In an interview the Vaughns gave this 9/11, Billy said: "We expect better out, out of the, the high-ups in our government. We, as American citizens, look to our government. We elect them; we look to them to take care of the best interests of the American citizen, and especially the warrior. And I believe what the administration did then -- I believe it was criminal." A little-told side to President Obama's running of the war in Afghanistan is the fact that the rules of engagement there are deadly to American soldiers. Under President Obama, average yearly deaths in Afghanistan have doubled. The Obama administration is denying our troops air support and threatening them with prosecution for firing in self-defense. Returning military are protesting, but their voices are not reported in the mainstream media (read here, here, here). Sean Smith There was another heart-wrenching interview the evening before the Ryan-Biden debate that did make it onto prime-time news -- on CNN, no less. Anderson Cooper interviewed Pat Smith, the mother of Sean Smith, father of three, an Air Force veteran and computer specialist who was murdered in the terrorist attack in Benghazi this 9/11.

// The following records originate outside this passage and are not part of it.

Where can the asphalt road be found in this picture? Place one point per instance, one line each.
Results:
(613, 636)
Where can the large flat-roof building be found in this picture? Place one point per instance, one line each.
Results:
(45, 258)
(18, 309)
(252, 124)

The Obama administration denied the embassy the military security they repeatedly requested. The embassy was forced to rely on hired locals instead of Marines. According to State Department Regional Security Officer Eric Nordstrom, at the congressional hearings held October 11 on the Benghazi cover-up, "in deference to sensitivity to Libyan practice the guards at Benghazi were unarmed."
Obama lied to the American public in order to promote his major political talking point -- that al-Qaeda was defeated because of bin Laden's death. The administration's false claims of success were put above the safety of our embassy personnel. That is what Pat Smith was referring to when she said to Obama to his face, "You screwed up, you didn't do a good job, I lost my son." Joseph Logan A third story is also receiving coverage -- in the U.K.'s Daily Mail, that is, and on Fox News and Sean Hannity's radio web page. The father of fallen Marine Joseph Logan is speaking out about the condolence form letter he received from President Obama, delivered by a UPS truck driver almost five months after his son's remains were brought home from Afghanistan. The father, Tom Logan, experienced Obama's late, impersonal form letter as profoundly disrespectful: "It opened up a wound, a hole in our heart, that you can't fix." Tom Logan sent the form letter back to the Oval Office with a personal, hand-written message written across the bottom:
The families of the 21 Navy SEALs killed three months after the Osama raid also received form condolence letters, each with a huge Barack Obama signature that looked as if it was signed by an automatic pen. Obama did have the time to send a personal letter to rapper Heavy D's family when he passed away, to be read before a crowd of 1,500 at Heavy D's star-studded funeral. It is not as if writing condolence letters would be a big burden on Obama's busy schedule. The Department of Defense reports 1,650 combat deaths in total in Afghanistan since the beginning of the war in 2001. That's a rough average of 150 deaths a year. Obama has played a hundred rounds of golf with White House staffers but can't write a single condolence letter every other day. The contrast with President Bush is remarkable. Bush (who played golf 24 times and then stopped playing in deference to the troops) sent personal letters to the families of "every one of the more than 4,000 troops who have died in the two wars, an enormous personal effort that ... escaped public notice." President Bush also met privately with "more than 500 families of troops killed in action and with more than 950 wounded veterans ... outside the presence of the news media."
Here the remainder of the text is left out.